Oklahoma House Speaker Charles McCall (R-Atoka) released a statement about the House situation.
“All Oklahomans affected by this virus need everyone’s support, prayers and attention,” McCall said. “These employees have our full support during this time. This virus can affect anyone anywhere, which is why the Legislature took swift, unprecedented steps last week to protect ourselves and the public from further risk at this time.”
Access to the Capitol has been limited since March 16, and the Legislature has temporarily changed the rules for public meetings in the state to expand allowances for teleconferencing. State lawmakers are currently adjourned indefinitely from the legislative session, which must be completed with a balanced state budget by May 29.

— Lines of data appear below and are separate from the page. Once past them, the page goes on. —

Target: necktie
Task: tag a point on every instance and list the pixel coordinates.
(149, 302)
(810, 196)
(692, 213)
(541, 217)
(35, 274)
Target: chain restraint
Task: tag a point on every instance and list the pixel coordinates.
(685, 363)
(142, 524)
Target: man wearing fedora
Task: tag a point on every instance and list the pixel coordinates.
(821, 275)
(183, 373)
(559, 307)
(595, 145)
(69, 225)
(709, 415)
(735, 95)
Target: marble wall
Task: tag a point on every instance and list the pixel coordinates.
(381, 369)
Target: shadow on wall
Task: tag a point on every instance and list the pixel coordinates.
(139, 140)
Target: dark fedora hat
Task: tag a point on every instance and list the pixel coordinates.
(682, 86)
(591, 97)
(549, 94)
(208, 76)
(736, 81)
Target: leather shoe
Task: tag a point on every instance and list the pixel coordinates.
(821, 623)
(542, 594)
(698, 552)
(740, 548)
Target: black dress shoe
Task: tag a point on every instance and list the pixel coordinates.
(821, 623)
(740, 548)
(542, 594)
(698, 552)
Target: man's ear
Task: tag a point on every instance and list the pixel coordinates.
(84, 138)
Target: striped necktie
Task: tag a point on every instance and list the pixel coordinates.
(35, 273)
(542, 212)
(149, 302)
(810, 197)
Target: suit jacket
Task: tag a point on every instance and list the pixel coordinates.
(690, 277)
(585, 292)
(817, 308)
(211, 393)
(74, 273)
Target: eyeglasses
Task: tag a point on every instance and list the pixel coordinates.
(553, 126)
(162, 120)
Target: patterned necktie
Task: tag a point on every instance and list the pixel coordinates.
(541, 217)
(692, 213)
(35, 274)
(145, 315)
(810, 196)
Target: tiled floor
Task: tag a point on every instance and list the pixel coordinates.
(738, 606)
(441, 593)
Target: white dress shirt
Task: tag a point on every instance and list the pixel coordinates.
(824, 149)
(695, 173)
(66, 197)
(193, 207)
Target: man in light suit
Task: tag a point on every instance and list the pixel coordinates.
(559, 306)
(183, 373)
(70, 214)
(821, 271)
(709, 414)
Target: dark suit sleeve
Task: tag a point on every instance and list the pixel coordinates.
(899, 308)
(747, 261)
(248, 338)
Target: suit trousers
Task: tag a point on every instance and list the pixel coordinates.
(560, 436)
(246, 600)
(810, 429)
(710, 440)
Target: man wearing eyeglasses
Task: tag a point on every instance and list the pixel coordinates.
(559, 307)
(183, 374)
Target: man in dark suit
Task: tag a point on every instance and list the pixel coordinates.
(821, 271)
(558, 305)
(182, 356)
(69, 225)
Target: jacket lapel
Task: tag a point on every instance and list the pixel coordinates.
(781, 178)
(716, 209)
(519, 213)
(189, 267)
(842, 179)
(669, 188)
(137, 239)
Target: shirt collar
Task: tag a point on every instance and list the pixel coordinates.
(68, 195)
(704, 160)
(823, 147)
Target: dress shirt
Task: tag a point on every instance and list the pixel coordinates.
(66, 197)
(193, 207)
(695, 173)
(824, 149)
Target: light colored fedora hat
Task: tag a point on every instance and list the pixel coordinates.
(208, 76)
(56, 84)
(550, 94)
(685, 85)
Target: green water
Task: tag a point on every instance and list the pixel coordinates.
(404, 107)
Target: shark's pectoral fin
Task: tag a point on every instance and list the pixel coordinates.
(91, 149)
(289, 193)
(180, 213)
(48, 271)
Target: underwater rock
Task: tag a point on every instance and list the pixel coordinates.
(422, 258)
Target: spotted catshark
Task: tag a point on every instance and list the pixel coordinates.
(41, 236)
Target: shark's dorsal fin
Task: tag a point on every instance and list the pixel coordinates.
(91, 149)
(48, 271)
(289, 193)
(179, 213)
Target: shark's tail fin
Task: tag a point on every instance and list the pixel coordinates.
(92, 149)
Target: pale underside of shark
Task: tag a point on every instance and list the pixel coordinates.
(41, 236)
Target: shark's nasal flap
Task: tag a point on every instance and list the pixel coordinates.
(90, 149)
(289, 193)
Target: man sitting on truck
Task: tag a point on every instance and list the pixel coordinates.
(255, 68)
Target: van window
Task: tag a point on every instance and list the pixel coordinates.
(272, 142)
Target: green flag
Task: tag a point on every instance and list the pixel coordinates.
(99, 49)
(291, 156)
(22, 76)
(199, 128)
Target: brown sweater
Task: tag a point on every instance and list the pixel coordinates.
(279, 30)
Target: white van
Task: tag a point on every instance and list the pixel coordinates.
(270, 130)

New restrictions as numbers grow
At 2 p.m. this afternoon, Gov. Kevin Stitt held a press conference announcing a statewide shelter-in-place policy that applies to the elderly and the immunocompromised. Asked about rumors at least one Oklahoma House staff member had tested positive, the governor said he was unaware.
“I have no knowledge of that,” he said. “I couldn’t comment on any specifics of who has tested positive.”
Among his other actions announced today, Stitt issued an order to limit the operations of socially driven businesses in counties where there are confirmed cases of the virus. He also announced a statewide order suspending non-urgent and non-emergent medical services and banning visits to nursing homes and other longterm care facilities.
At his Tuesday press conference, Still also confirmed that there are now 109 confirmed cases of COVID-19 in the state, spread over 19 counties. This represents more than a 30 percent increase over Monday’s count of 81.
Earlier in the morning, the Oklahoma State Department of Health reported the state’s third death resulting from the disease: a Cleveland County woman in her 60s, whose identity was not disclosed.